Neither of these cities is an anomaly.
In Houston, people of color made up 95% and 80% of the population in the two ShotSpotter pilot program zones.
In Dayton, Ohio, ShotSpotter's first deployment was in west Dayton, the heart of the city's Black community."
In Kansas City, Missouri, ShotSpotter was deployed in a 3.5-square-mile area of the city in neighborhoods where White people make up only 3.5% of the population.
Newark expanded its use of ShotSpotter into schools in 2021, and 30 of the 34 school buildings selected are in majority Black zip codes in schools with nearly 70% Black students.
ShotSpotter (and its customers) often justify this seeming racial disparity by saying they're just using data to determine mic placement. But that's its own problem: the data fed to predictive policing programs and other algorithms to supposedly increase law enforcement efficiency" is tainted by the years of biased policing that generated this data. What's treated like math and science is usually just a self-fulfilling prophecy: if cops believe certain areas (or certain people) are more prone to crime, they will spend more time there, generating even more data to feed to machines that pump out little more than byte after byte of confirmation bias.
The letter asks the DOJ to take a close look at funding recipients and their use of this tech. It also suggests the federal government would be well-served to suspend any further funding of surveillance tech until it has this sorted out and has put meaningful limits, guidelines, and other tools of accountability in place to prevent future misuse of federal funds.

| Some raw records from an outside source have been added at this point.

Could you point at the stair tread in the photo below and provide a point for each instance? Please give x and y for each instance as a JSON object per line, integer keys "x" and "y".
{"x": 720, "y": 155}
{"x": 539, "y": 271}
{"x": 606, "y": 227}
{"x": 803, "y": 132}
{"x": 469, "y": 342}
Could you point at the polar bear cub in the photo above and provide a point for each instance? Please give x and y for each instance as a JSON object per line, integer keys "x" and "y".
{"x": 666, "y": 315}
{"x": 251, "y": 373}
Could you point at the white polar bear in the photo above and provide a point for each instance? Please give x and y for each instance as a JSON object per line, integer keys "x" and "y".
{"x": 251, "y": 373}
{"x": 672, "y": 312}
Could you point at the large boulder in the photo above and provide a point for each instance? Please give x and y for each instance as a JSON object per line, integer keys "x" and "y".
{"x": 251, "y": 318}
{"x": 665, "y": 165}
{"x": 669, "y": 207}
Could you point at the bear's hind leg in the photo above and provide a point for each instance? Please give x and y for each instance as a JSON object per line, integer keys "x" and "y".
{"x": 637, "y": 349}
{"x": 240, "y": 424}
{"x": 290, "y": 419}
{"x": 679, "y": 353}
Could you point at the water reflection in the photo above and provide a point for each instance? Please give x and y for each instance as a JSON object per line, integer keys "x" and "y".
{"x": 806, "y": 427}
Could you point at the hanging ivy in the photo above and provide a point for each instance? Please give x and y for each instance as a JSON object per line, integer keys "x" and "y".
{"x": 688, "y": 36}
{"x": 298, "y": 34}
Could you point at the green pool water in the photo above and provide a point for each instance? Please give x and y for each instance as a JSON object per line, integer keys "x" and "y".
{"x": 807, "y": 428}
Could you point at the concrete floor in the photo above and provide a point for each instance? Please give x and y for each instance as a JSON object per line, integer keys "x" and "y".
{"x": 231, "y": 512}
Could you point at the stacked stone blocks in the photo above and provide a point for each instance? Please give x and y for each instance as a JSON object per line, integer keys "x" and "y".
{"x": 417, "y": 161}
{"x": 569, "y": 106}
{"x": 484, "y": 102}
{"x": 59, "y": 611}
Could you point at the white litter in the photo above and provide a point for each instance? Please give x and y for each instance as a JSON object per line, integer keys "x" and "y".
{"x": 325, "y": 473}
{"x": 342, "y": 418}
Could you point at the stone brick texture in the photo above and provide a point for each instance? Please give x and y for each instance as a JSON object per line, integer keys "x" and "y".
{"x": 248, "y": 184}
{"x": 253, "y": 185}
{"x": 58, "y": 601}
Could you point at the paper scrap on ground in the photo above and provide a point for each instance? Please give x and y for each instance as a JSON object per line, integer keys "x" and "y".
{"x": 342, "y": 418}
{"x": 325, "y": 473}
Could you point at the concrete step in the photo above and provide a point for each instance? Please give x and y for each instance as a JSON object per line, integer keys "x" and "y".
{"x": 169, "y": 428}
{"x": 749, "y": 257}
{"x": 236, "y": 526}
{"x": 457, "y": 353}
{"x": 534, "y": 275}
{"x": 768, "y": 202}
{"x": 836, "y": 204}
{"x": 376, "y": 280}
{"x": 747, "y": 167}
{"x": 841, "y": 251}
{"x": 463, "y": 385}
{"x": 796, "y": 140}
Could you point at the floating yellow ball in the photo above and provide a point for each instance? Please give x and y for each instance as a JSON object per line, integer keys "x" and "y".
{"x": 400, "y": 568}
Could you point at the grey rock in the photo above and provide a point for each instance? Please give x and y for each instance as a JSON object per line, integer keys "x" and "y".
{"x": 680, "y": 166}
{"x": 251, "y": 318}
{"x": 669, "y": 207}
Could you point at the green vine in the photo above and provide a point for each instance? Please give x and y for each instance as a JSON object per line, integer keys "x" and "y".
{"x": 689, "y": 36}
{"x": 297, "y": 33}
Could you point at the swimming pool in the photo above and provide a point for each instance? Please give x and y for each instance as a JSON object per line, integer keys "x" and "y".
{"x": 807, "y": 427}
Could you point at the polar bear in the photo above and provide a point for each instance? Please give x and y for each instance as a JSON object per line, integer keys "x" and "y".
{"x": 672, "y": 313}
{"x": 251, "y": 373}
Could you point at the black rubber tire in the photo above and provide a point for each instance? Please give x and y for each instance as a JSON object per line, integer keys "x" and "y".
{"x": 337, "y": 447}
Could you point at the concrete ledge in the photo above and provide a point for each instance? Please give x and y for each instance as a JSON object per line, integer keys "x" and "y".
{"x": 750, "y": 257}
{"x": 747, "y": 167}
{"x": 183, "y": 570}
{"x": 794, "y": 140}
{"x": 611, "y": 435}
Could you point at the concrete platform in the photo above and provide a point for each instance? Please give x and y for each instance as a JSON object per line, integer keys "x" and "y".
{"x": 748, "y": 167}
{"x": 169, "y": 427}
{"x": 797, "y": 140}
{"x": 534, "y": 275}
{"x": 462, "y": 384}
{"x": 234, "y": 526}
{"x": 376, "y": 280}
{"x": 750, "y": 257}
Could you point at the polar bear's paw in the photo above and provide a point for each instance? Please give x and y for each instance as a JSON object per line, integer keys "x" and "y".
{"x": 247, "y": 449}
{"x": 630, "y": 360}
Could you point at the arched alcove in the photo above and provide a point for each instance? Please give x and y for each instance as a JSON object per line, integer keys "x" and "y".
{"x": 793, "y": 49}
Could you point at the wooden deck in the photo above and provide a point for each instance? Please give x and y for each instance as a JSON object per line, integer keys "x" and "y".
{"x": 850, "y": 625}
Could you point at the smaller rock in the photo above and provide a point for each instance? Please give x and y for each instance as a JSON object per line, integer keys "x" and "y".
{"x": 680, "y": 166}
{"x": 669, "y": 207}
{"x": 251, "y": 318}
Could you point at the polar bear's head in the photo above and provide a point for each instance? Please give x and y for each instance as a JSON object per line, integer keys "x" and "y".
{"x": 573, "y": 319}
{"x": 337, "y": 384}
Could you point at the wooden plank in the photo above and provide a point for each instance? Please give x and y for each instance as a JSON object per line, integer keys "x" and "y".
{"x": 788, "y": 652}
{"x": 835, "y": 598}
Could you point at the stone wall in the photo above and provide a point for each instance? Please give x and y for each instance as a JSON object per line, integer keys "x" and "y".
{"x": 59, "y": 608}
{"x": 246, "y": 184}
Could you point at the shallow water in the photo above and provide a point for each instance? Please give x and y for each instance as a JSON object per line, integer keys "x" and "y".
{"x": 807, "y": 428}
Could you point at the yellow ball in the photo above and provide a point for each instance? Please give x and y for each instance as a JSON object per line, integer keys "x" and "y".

The DOJ has yet to respond or comment on EPIC's letter or its suggestion some federal fund recipients are violating Title VI requirements with biased deployments. But it has prompted one of the most dogged critics of all things surveillance to respond with his personal assurance that both ShotSpotter and the DOJ won't be allowed to simply pretend this has never happened.
Ron Wyden, a leading privacy hawk in the US Senate, tells WIRED that he planned to urge Garland to adopt EPIC's recommendations.
There is more than enough evidence at this point to conclude that technologies like ShotSpotter do essentially nothing to stop crime," Wyden says, but instead have a well-documented discriminatory impact on marginalized and vulnerable communities."
And if that's all ShotSpotter really is: an expensive add-on for the same old racist policing, one has to wonder why the DOJ is bothering to fund it at all. If nothing else, this might make SoundThinking a little less popular with local PDs, if only because they can't get the federal government to buy these useless toys for them.